先日、8分間だけの映画があると知って、どうしても観たくなった。365日、毎・10時に上映している「岸辺のふたり」というフランスのアニメーションがあるというのだ。料金は500円。
私は26歳の男の子と映画館前に9時50分に待ち合わせたのだけど、なんと朝に弱い彼は遅刻してきた。
「ごめんごめん」
彼が走って現れたのは10時ちょうどで、私は泣きそうになった。これが2時間以上ある映画ならまだいいが、たったの8分なのだ。ちょっと遅れただけで取り返しのつかないことになってしまう。彼の頭からはシャンプーらしきいい匂いがした。頭洗ってるヒマがあったらさっさと来んかい、となじりたくなるのを私はガマンした。
さらに映画館に入った私たちに次の難関が待ち受けていた。他の映画を観ようとしている人たちがずらりと窓口に列を作っていたのである。その数、20人以上。
「もう絶対ムリだ。チケット買っている間に映画が終わってしまう......」
私は肩を落とした。しかしそのとき、映画館の人が「岸辺のふたり」ご鑑賞のかたはこちらにどうぞ、と声をかけてくださり、私たちはなんとか優先的にチケットを得て、真っ暗な室内に忍び込めた。
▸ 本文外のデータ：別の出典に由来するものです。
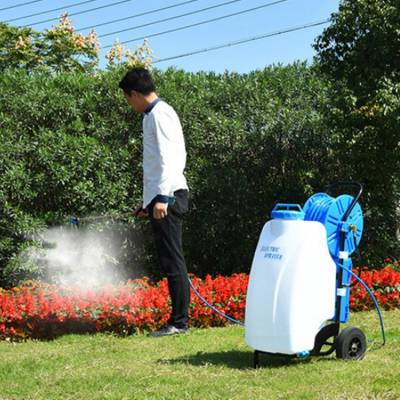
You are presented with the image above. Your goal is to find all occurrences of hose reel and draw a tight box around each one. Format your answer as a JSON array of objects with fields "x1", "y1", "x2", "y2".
[{"x1": 303, "y1": 193, "x2": 364, "y2": 257}]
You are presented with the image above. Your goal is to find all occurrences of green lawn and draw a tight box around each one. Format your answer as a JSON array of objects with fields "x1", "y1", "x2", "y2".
[{"x1": 0, "y1": 310, "x2": 400, "y2": 400}]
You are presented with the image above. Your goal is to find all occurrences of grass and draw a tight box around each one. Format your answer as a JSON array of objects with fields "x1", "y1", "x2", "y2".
[{"x1": 0, "y1": 310, "x2": 400, "y2": 400}]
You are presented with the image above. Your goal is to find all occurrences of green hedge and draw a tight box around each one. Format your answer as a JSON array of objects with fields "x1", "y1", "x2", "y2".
[{"x1": 0, "y1": 64, "x2": 398, "y2": 285}]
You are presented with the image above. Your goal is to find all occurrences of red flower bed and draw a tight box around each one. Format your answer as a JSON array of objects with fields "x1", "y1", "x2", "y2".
[{"x1": 0, "y1": 264, "x2": 400, "y2": 339}]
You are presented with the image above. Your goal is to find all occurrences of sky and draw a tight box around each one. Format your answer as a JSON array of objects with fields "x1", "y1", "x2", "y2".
[{"x1": 0, "y1": 0, "x2": 339, "y2": 73}]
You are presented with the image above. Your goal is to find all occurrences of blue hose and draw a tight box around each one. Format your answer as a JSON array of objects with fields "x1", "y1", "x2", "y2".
[
  {"x1": 339, "y1": 264, "x2": 386, "y2": 346},
  {"x1": 188, "y1": 277, "x2": 244, "y2": 326}
]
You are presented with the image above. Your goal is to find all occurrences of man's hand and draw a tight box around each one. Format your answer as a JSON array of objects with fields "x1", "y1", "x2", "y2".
[
  {"x1": 133, "y1": 204, "x2": 149, "y2": 218},
  {"x1": 153, "y1": 203, "x2": 168, "y2": 219}
]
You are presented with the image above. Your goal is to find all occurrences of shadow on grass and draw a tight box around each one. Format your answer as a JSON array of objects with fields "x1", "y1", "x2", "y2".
[{"x1": 158, "y1": 350, "x2": 307, "y2": 369}]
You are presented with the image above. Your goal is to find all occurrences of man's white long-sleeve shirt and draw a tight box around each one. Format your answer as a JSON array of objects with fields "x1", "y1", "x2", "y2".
[{"x1": 143, "y1": 100, "x2": 188, "y2": 208}]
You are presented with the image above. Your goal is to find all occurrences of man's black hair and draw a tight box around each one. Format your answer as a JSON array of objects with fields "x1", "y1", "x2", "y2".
[{"x1": 119, "y1": 67, "x2": 156, "y2": 96}]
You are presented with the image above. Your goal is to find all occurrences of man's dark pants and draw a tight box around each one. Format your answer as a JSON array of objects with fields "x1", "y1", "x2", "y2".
[{"x1": 148, "y1": 190, "x2": 190, "y2": 328}]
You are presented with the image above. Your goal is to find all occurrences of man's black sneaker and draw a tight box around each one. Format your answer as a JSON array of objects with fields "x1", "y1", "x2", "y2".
[{"x1": 149, "y1": 325, "x2": 189, "y2": 337}]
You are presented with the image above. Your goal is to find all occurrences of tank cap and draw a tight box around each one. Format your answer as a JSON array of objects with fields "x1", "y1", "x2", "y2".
[{"x1": 271, "y1": 203, "x2": 305, "y2": 220}]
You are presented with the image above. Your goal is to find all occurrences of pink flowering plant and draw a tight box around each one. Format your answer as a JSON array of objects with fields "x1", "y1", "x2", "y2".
[{"x1": 0, "y1": 262, "x2": 400, "y2": 340}]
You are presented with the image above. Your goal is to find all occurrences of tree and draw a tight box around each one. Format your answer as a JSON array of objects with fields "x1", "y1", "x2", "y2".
[
  {"x1": 0, "y1": 14, "x2": 99, "y2": 72},
  {"x1": 314, "y1": 0, "x2": 400, "y2": 105},
  {"x1": 0, "y1": 13, "x2": 153, "y2": 72},
  {"x1": 314, "y1": 0, "x2": 400, "y2": 258}
]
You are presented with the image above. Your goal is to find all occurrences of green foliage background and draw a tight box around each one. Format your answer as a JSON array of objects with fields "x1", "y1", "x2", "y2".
[{"x1": 0, "y1": 63, "x2": 400, "y2": 285}]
しかし、映画はすでに始まっていて、画面にはアニメーションが流れていた。
ああ、間に合わなかった、とがっくりしたが、なんだか事前に聞いていた少女が出てくるせつなげなアニメとは違うアートな作品で、あれ? と気づいた。
そうだった、本編の前に、3分間の超短編アニメが併映されると言ってたっけ......。
ほ?っとため息をついたところで、やっと目指していた「岸辺のふたり」が始まった。そしてこれが、たった8分とは思えないほどの、人生が凝縮されたような素晴らしい映画で、私は大満足だった。
それにしても、ちかごろミニマムなものが流行しかけている気がする。私自身もtwitterというサイトで140字というミニマム小説に挑戦しているが、2ヶ月で6000編を超える投稿が集まっているほど盛り上がっているし。
そうそう、意外だったのは一緒に観た若い彼の反応だった。いつまでも「はあ、今の映画、せつなくてよかったぁ......」と私以上にうっとりしていたのだ。彼のオトメンな一面も見れて、ますます楽しい時間だった。でも今度は遅刻しないでよね!